Chapter 1, Deep Reinforcement – Architectures and Frameworks, covers the relevant and common deep learning architectures, basics of logistic regression, neural networks, RNN, LSTMs, and CNNs. We also cover an overview of reinforcement learning, the various technologies, frameworks, tools, and techniques, along with what has been achieved so far, the future, and various interesting applications.
Chapter 2, Training Reinforcement Learning Agents Using OpenAI Gym, explains that OpenAI Gym is a toolkit for developing and comparing reinforcement learning algorithms. It supports teaching agents everything from walking to playing games such as Pong or Breakout. In this chapter, we learn how to use the OpenAI Gym framework to program interesting RL applications.
Chapter 3, Markov Decision Process, discusses the fundamental concepts behind reinforcement learning such as MDP, Bellman Value functions, POMDP, concepts of value iteration, reward's sequence, and training a reinforcement learning agent using value iteration in an MDP environment from OpenAI Gym.
Chapter 4, Policy Gradients, shows a way of implementing reinforcement learning systems by directly deriving the policies. Policy gradients are faster and can work in continuous state-action spaces. We cover the basics of policy gradient such as policy objective functions, temporal difference rule, policy gradients, and actor-critic algorithms. We learn to apply a policy gradient algorithm to train an agent to play the game of Pong.
Chapter 5, Q-Learning and Deep Q-Networks, explains that algorithms such as State-Action-Reward-State-Action (SARSA), MCTS, and DQN have enabled a new era of RL, including AlphaGo. In this chapter, we take a look at the building blocks of Q-Learning and applying deep neural networks (such as CNNs) to create DQN. We also implement SARSA, Q-learning, and DQN to create agents to play the games of Mountain Car, Cartpole, and Atari Breakout.

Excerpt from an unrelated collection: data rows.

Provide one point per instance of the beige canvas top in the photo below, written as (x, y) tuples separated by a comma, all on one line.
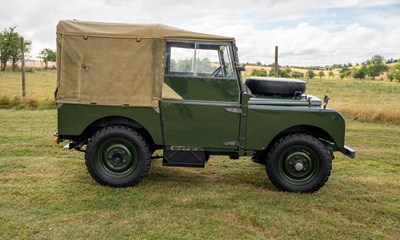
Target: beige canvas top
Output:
[(124, 30), (115, 64)]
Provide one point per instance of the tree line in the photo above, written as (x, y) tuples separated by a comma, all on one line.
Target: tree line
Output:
[(371, 68), (10, 49)]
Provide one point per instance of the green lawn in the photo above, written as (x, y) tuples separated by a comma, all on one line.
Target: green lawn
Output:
[(46, 193)]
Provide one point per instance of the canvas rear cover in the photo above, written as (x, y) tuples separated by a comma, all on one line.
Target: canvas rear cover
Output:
[(114, 64)]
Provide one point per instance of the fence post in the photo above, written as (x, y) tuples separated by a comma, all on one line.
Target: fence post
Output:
[(23, 66), (276, 62)]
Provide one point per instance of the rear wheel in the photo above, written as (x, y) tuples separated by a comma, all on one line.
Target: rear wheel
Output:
[(299, 163), (117, 156)]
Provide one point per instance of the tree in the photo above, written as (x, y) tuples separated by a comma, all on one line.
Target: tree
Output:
[(321, 74), (361, 72), (310, 74), (394, 73), (376, 66), (10, 47)]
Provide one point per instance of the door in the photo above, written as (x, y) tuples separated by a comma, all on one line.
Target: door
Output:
[(203, 109)]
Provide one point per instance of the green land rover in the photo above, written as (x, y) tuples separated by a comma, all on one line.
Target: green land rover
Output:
[(127, 90)]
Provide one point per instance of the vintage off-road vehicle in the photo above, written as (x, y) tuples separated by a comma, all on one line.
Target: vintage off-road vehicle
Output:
[(127, 90)]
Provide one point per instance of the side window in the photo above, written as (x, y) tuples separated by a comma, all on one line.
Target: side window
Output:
[(199, 60)]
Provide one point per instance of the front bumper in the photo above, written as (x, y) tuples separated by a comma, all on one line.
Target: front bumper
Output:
[(348, 151)]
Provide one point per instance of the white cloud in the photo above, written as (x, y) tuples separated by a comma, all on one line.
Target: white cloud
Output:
[(300, 29)]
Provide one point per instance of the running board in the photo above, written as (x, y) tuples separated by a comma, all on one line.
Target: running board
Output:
[(181, 158)]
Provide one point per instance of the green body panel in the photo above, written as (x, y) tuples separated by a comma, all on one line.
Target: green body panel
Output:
[(265, 122), (207, 117), (211, 89), (73, 119), (212, 126)]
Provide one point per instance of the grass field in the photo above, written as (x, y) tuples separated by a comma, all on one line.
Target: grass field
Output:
[(46, 192)]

Chapter 6, Asynchronous Methods, teaches asynchronous methods: asynchronous one-step Q-learning, asynchronous one-step SARSA, asynchronous n-step Q-learning, and asynchronous advantage actor-critic (A3C). A3C is a state-of-the-art deep reinforcement learning framework. We also implement A3C to create a reinforcement learning agent.
Chapter 7, Robo Everything – Real Strategy Gaming, brings together the RL foundations, technologies, and frameworks together to develop RL pipelines and systems. We will also discuss the system-level strategies to make reinforcement learning problems easier to solve (shaping, curriculum learning, apprenticeship learning, building blocks, and multiconcepts).
Chapter 8, AlphaGo – Reinforcement Learning at Its Best, covers one of the most successful stories: the success of AI in playing and winning the game of Go against the world champion. In this chapter, we look at the algorithms, architectures, pipelines, hardware, training methodologies, and game strategies employed by AlphaGo.
Chapter 9, Reinforcement Learning in Autonomous Driving, illustrates one of the most interesting applications of RL, that is, autonomous driving. There are many use cases such as multi-lane merging and driving policies for negotiating roundabouts. We cover the challenges in autonomous driving and discuss proposed research-based solutions. We also introduce the famous MIT Deep Traffic simulator to test our reinforcement learning framework.
Chapter 10, Financial Portfolio Management, covers the application of RL techniques in the financial world. Many predict that AI will be the norm in asset management, trading desks, and portfolio management.
Chapter 11, Reinforcement Learning in Robotics, shows another interesting domain in which RL has found a lot of applications—robotics. The challenges of implementing RL in robotics and the probable solutions are covered.
Chapter 12, Deep Reinforcement Learning in Ad Tech, covers topics such as computational advertising challenges, bidding strategies, and real-time bidding by reinforcement learning in display advertising.
Chapter 13, Reinforcement Learning in Image Processing, is about the most famous domain in computer vision—object detection—and how reinforcement learning is trying to solve it.
Chapter 14, Deep Reinforcement Learning in NLP , illustrates the use of reinforcement learning in text summarization and question answering, which will give you a basic idea of how researchers are reaping the benefits of reinforcement learning in these domains.
Appendix A, Further topics in Reinforcement Learning, has an introductory overview of some of the topics that were out of the scope of this book. But we mention them in brief and end these topics with external links for you to explore them further.